Only shows the sum of third column, but I need 2 columns more. what should I do in this case?

Answer 1

To Preserve order:

By processing in END block

awk  'BEGIN{
            FS=OFS="|"
      }
      {
             k = $1 OFS $2; 
             if(!(k in t)){
                    o[++c]=k; 
                    t[k]
             } 
             for(i=3; i<=5; i++)
                    a[k OFS i]+=$i
       }
    END{
             for(i=1; i in o; i++)
             {
                 printf "%s", o[i]; 
                 for(j=3; j<=5; j++)
                     printf "%s%s", OFS, a[o[i] OFS j]; 
                 print ""
              }
        }
     ' infile

Or by reading same file twice (GNU awk)

awk  'BEGIN{
        FS=OFS="|"
      }
      function ps(f)
      {
           for(i=3;i<=5;i++)
           if(f)
           { 
                   a[k OFS i]+=$i; 
                   t[k] 
           }else 
                   s=(s ? s OFS :"") a[k OFS i]
       }
       {
         k=$1 OFS $2
       }
       FNR==NR{
         ps(1); 
         next
       }
       k in t{
         s=""; 
         ps();  
         print k, s; 
         delete t[k] 
       }
     ' infile infile

Input:

$ cat input
"201707"|"51976551"|1|0|1|"20170702"
"201707"|"51955194"|1|0|0|"20170702"
"201707"|"51923555"|1|0|1|"20170702"
"201707"|"51976551"|1|0|1|"20170703"
"201707"|"51955194"|1|0|0|"20170703"
"201707"|"51923555"|1|0|1|"20170703"
"201707"|"51960597"|1|0|0|"20170703"

Output-1:

$ awk  'BEGIN{FS=OFS="|"}{k = $1 OFS $2; if(!(k in t)){o[++c]=k; t[k]} for(i=3; i<=5; i++)a[k OFS i]+=$i}END{for(i=1; i in o; i++){printf "%s", o[i]; for(j=3; j<=5; j++)printf "%s%s", OFS, a[o[i] OFS j]; print ""}}' infile
"201707"|"51976551"|2|0|2
"201707"|"51955194"|2|0|0
"201707"|"51923555"|2|0|2
"201707"|"51960597"|1|0|0

Output-2:

$ awk  'BEGIN{FS=OFS="|"}function ps(f){for(i=3;i<=5;i++)if(f){ a[k OFS i]+=$i; t[k] }else s=(s ? s OFS :"") a[k OFS i]}{k=$1 OFS $2}FNR==NR{ps(1); next}k in t{s=""; ps();  print k, s; delete t[k] }' infile infile
"201707"|"51976551"|2|0|2
"201707"|"51955194"|2|0|0
"201707"|"51923555"|2|0|2
"201707"|"51960597"|1|0|0

Answer 2

Try:

$ awk -F"|" '{ a[$1 OFS $2]+=$3; b[$1 OFS $2]+=$4; c[$1 OFS $2]+=$5 }
  END {
    for (i in a) {
      print i, a[i], b[i], c[i];
    }
  }
' OFS=\| file.csv
"201707"|"51976551"|2|0|2
"201707"|"51960597"|1|0|0
"201707"|"51923555"|2|0|2
"201707"|"51955194"|2|0|0

How it works

• -F"|"

  This sets the field separator on input to |.

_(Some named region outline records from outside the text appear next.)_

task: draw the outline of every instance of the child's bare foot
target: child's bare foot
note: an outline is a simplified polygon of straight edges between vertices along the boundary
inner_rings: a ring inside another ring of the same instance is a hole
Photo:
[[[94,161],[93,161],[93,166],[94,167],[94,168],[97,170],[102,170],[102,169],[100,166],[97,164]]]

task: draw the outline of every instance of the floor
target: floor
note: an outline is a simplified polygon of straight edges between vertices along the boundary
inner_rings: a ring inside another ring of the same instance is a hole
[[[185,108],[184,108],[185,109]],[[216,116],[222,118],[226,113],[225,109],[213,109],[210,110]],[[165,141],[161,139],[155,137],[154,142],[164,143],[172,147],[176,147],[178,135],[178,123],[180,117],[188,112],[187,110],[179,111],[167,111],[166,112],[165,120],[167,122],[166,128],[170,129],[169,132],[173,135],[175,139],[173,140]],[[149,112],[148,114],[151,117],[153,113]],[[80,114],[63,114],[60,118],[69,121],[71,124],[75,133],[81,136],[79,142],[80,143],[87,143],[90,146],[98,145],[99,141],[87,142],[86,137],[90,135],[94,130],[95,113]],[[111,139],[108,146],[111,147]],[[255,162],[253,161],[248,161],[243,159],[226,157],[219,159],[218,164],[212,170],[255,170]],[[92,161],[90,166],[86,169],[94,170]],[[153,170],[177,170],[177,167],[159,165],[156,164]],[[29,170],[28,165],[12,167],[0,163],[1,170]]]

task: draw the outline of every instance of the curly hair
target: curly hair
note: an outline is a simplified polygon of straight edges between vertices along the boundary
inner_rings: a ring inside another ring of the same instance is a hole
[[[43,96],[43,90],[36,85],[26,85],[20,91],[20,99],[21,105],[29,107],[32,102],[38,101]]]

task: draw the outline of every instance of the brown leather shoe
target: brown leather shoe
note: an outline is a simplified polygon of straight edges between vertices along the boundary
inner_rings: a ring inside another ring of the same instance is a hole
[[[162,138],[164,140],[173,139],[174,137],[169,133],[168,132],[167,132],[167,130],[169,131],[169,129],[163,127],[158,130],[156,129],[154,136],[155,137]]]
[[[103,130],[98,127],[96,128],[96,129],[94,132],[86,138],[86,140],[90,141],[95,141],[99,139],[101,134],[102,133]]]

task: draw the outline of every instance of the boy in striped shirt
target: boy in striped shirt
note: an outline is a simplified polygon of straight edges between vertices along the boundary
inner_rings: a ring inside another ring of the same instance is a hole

• a[$1 OFS $2]+=$3; b[$1 OFS $2]+=$4; c[$1 OFS $2]+=$5

  This keeps track of the totals of the third, fourth, and fifth columns.

• END { for (i in a) { print i, a[i], b[i], c[i]; } }

  This prints out the results.

• OFS=\|

  This tells awk to use | as the field separator on output.